Comment 22 Bowe Strickland 2019-01-26 23:54:59 UTC

fyi... i came across the same issue on one of what should have been 3 identical nodes, reference architecture installed on AWS, upgrading (some components) from 3.9.30 -> 3.9.60....

pre upgrade:
[root@ip-172-15-23-65 git]# rpm -qa | grep openshift
atomic-openshift-node-3.9.30-1.git.0.dec1ba7.el7.x86_64
atomic-openshift-sdn-ovs-3.9.30-1.git.0.dec1ba7.el7.x86_64
atomic-openshift-clients-3.9.30-1.git.0.dec1ba7.el7.x86_64
atomic-openshift-docker-excluder-3.9.30-1.git.0.dec1ba7.el7.noarch
atomic-openshift-excluder-3.9.30-1.git.0.dec1ba7.el7.noarch
atomic-openshift-3.9.30-1.git.0.dec1ba7.el7.x86_64

post-upgrade:
[root@ip-172-15-43-148 ec2-user]# rpm -qa |grep openshift
atomic-openshift-node-3.9.30-1.git.0.dec1ba7.el7.x86_64
atomic-openshift-excluder-3.9.60-1.git.0.f8b38ff.el7.noarch
atomic-openshift-sdn-ovs-3.9.30-1.git.0.dec1ba7.el7.x86_64
atomic-openshift-docker-excluder-3.9.60-1.git.0.f8b38ff.el7.noarch
atomic-openshift-clients-3.9.30-1.git.0.dec1ba7.el7.x86_64
atomic-openshift-3.9.30-1.git.0.dec1ba7.el7.x86_64

the workaround mentioned above resolved the issue.

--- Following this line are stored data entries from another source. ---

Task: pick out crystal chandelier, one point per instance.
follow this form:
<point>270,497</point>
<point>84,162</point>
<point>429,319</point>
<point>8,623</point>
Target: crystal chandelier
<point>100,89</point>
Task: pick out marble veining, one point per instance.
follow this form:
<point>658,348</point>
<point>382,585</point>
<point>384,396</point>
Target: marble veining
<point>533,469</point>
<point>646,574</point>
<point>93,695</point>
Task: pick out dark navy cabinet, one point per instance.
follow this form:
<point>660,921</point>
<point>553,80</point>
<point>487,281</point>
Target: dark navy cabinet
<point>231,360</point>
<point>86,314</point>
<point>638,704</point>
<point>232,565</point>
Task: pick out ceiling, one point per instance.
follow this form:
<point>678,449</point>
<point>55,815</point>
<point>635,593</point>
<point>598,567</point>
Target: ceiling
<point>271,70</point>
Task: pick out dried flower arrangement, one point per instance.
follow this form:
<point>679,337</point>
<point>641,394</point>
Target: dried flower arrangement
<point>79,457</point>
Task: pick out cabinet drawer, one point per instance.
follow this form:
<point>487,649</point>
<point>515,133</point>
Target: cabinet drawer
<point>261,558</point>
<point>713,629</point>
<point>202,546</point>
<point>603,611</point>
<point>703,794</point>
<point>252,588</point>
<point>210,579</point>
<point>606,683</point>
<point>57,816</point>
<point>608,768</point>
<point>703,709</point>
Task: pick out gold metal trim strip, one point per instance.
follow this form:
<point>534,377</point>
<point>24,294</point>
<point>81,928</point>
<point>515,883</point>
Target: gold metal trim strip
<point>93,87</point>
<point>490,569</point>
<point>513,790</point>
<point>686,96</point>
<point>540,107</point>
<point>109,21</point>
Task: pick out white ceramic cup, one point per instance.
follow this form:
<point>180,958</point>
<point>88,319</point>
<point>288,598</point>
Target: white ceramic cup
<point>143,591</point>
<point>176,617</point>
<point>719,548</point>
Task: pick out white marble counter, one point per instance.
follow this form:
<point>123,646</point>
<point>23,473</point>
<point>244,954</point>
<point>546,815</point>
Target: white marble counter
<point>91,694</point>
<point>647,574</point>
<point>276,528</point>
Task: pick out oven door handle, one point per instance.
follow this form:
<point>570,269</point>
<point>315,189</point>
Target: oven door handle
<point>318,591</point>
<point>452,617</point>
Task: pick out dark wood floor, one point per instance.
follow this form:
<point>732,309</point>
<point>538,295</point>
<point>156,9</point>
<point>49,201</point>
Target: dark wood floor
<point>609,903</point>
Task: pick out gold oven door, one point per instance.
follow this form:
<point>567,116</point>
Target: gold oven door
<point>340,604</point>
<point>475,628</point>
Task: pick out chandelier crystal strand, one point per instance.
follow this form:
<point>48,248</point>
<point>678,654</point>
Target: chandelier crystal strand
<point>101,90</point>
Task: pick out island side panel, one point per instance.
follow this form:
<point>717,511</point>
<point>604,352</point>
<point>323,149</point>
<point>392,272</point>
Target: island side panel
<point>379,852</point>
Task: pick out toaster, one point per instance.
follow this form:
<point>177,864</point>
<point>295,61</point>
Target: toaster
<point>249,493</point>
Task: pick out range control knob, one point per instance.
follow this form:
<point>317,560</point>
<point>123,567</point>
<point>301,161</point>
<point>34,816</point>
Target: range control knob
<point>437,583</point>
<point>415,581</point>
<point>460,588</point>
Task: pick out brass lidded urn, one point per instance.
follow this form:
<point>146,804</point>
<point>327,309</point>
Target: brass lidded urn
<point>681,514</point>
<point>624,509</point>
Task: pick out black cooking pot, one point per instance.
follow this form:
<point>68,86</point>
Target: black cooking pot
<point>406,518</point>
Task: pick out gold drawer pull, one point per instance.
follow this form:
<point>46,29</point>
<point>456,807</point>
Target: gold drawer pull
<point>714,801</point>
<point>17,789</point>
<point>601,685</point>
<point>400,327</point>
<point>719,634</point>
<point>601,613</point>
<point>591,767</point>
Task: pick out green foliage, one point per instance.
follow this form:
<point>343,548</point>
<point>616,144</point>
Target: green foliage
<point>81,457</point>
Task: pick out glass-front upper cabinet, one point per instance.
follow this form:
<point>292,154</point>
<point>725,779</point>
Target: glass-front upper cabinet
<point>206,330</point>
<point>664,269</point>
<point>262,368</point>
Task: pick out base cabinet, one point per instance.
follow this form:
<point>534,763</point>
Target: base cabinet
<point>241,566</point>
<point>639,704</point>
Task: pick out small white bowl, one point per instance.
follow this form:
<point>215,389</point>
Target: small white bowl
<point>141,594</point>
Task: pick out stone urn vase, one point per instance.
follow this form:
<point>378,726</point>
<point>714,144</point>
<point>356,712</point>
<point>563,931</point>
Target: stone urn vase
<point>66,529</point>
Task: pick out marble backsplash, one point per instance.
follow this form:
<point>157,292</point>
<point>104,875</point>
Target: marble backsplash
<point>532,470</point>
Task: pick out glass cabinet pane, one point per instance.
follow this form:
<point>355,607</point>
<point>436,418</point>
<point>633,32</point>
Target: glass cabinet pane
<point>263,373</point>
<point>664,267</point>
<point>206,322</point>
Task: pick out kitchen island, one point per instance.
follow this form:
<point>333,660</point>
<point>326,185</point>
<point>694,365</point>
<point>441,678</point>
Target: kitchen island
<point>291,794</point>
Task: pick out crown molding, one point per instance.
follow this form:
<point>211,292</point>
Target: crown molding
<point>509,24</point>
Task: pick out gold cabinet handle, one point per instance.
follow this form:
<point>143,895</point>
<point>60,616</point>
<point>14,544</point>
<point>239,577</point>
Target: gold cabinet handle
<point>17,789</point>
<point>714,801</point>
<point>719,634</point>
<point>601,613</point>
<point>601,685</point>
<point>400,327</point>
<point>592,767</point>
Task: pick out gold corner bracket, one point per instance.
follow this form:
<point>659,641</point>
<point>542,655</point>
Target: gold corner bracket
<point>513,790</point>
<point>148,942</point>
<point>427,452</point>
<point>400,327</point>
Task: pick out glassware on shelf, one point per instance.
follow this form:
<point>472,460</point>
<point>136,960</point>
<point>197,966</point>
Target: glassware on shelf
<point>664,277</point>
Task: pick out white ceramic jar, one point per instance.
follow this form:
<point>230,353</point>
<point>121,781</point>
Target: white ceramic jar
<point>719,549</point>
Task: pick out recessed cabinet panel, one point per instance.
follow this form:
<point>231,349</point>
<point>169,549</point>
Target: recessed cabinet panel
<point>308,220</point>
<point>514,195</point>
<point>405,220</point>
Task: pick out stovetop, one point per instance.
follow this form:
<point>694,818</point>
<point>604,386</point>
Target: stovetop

Comment 23 Brenton Leanhardt 2019-01-28 13:43:32 UTC

@jan, According to Comment #22 should he have have to explicitly set the node's bind address to workaround the problem is the 3.9.30 build even after upgrading to 3.9.60 (which has the fix)?

If not, perhaps Bowe could provide the exact steps he performed to reproduce the problem and we could ask QE to double check.

Comment 24 Jan Chaloupka 2019-01-29 12:19:55 UTC

No additional workaround is needed after upgrading to 3.9.60. The timeout issue was fully fixed. If there is anything else malfunctioning, it's different issue we need to revisit.

> Azure REST API seems unstable. However, this timeout error didn't show up at the next service restart.

@Bowe, are you referring to this workaround?

The fix is part of atomic-openshift rpm which needs to be updated on each node. Until that happens the only way how to temporarily fix the issue is to restart node daemon.